Dominique's memory tells him, "I tried to do a little more each day, to build my level of confidence. That was the biggest problem, regaining my confidence. When I first went out on the court, I was very tentative. The first few times I fell, I cringed. I had to get the fear out of my head. I had to fall three or four times in the first couple of games to understand."
But Wilkins didn't merely want to resume his career: "I wanted to be an All-Star again."
"I think 40 percent of it is mental, 60 percent is physical," he said. "My plan was to focus on it mentally, and that would drive the physical side. There were days I didn't want to go to rehab. My wife pushed me. I went.
"I tore the right Achilles'. Now, it's stronger than the left. The calf isn't as big, but it's three times as strong."

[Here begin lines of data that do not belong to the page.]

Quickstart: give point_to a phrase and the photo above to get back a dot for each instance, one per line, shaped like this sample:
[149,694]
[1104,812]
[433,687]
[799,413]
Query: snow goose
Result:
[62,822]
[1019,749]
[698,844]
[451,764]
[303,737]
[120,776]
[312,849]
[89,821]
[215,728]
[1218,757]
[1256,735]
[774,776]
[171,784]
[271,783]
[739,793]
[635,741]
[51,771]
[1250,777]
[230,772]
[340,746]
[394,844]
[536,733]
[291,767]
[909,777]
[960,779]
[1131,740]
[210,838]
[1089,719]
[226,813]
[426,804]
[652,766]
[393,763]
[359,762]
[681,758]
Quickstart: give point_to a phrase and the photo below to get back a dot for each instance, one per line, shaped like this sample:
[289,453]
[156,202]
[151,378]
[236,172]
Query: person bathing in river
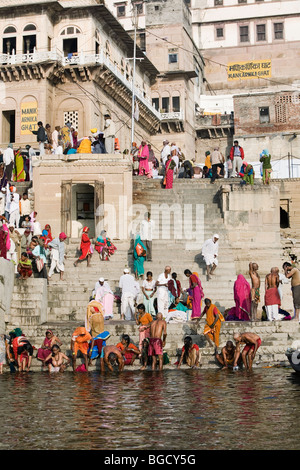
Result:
[190,354]
[56,359]
[110,356]
[229,354]
[252,342]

Brand has spoken with Dickau, a point guard, "but not anybody who is a power player. For him, it's the same thing; the calf is still smaller. I don't know if the size of the calf will ever come back, that's just a matter of how your body responds. It's still muscle; you just have to see."
Wilkins said he knows Brand as a competitor. If he could speak with him, "I would say I worked on stuff I didn't want to work on. For me, I had to learn to play on the ground as much as in the air. I understood that athletic ability by itself doesn't take you through a 12-, 13-year career."
"I'd tell him to stay the course," Wilkins said. "It's a hard injury. But you can't let it defeat you."
As Brand rehabbed, he said, "You start thinking, 'Will this thing ever get better?' Especially during the first month or 2, you can't stand on your tippy toes on one leg and stuff like that. It's very disheartening. You have no idea when you're going to be able to run again and dunk again."
And now?
"It's still coming," he said. "I think I'm definitely right there. I think I'm getting very close to that [previous] level."